See you on my operating table! smh.com.au/healthcare/rober...
Interesting story about lifestyle chan... - Cholesterol Support
Interesting story about lifestyle changes here


Yes it is certainly an interesting take on life ! No mention of the root cause of the patients raised cholesterol and blood pressure. I would put money on Low Thyroid results being involved in both ... was the thyroid cotrectly tested ? - probably not. Different Doc - different Dept ! Maybe he needs to read the book on Amazon - packed with resesearch papers - Thyroid and Heart Failure. 😊
There is not detail in this article. What were the root causes, what diet did he adopt and what from of exercise. Did he stick to it or did he lapse. Did he monitor the effects of his changes eg on his BP. This scaremongering by doctors so invested in the system they will defend it with their last breath, does not help us fight the underlying causes of disease.

'When the only tool in your tool box is a hammer, every problem in the world looks like a nail'.
The paradigm of mainstream medicine is pharmacological or surgical intervention.

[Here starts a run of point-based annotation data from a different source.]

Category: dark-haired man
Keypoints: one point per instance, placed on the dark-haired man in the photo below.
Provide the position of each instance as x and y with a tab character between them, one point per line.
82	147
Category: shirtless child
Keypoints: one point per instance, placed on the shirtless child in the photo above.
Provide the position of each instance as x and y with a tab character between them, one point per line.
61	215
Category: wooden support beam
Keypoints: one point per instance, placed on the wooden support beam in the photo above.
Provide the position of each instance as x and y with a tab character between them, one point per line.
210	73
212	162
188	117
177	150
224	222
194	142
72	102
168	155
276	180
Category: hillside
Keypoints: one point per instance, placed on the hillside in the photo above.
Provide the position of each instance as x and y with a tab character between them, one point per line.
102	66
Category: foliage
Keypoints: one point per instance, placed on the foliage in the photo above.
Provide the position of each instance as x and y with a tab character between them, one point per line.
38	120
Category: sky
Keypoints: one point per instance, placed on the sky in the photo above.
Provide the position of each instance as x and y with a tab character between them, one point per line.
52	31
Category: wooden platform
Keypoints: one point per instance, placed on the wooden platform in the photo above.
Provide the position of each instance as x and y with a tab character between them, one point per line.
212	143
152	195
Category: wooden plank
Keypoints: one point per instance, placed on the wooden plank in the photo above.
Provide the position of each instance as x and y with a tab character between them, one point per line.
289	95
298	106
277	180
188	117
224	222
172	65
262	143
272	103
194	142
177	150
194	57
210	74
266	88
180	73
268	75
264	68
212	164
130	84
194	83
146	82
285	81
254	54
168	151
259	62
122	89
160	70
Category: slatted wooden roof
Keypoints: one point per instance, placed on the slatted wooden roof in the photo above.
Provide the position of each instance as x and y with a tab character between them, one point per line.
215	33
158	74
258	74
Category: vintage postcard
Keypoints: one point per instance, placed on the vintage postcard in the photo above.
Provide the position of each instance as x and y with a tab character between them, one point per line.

If 70% of the diseases in the world, as noted both in this article and in other studies, are dietary and lifestyle related, then why shouldn't they be addressed through dietary and lifestyle modification?
We don't know the degree of dietary and lifestyle changes made by her patient 'Bob'. Most people are not objective about the quality of their diet and lifestyle. We also don't know how advanced Bob's disease progression was, it may have gone beyond the point of no return in which case surgical intervention was required.
However to suggest that dietary and lifestyle changes are inferior to interventional medicine is both self-serving and irrational.
Serving up one anecdotal case as evidence of the failure of lifestyle and dietary modification is contrary to objective scientific investigation.
My own personal anecdote contradicts the good doctor and so now we have a draw.
The evidence is overwhelming that chronic diseases are a manifestation of dietary and lifestyle choices that have been gamefully manipulated by both corrupt academics and processed foods companies. They are also function of a society that has evolved away from a slow-paced agrarian paradigm to the fast-past world today with the additional complication of a 25% reduction in people's average sleep duration from 8.5 hours to 6.5 hours or less.
Sleep deprivation is a major catalyst for disease genesis which definitely falls under the category of 'lifestyle'.
The doctor failed to mention that in the U.S. alone over 120,000 people die each year from correctly-taken prescription pharmaceuticals. Where does THAT place the efficacy of mainstream medical intervention? That doesn't even include all the failed surgical interventions.
I'm not buying what that doctor is selling.
I read it as saying - Forty years of poor lifestyle choices cannot be corrected by a new-found interest in good lifestyle choices. It is too late by then. certainly the late adoption of good lifestyle choices is worthwhile but not when they are the only action taken.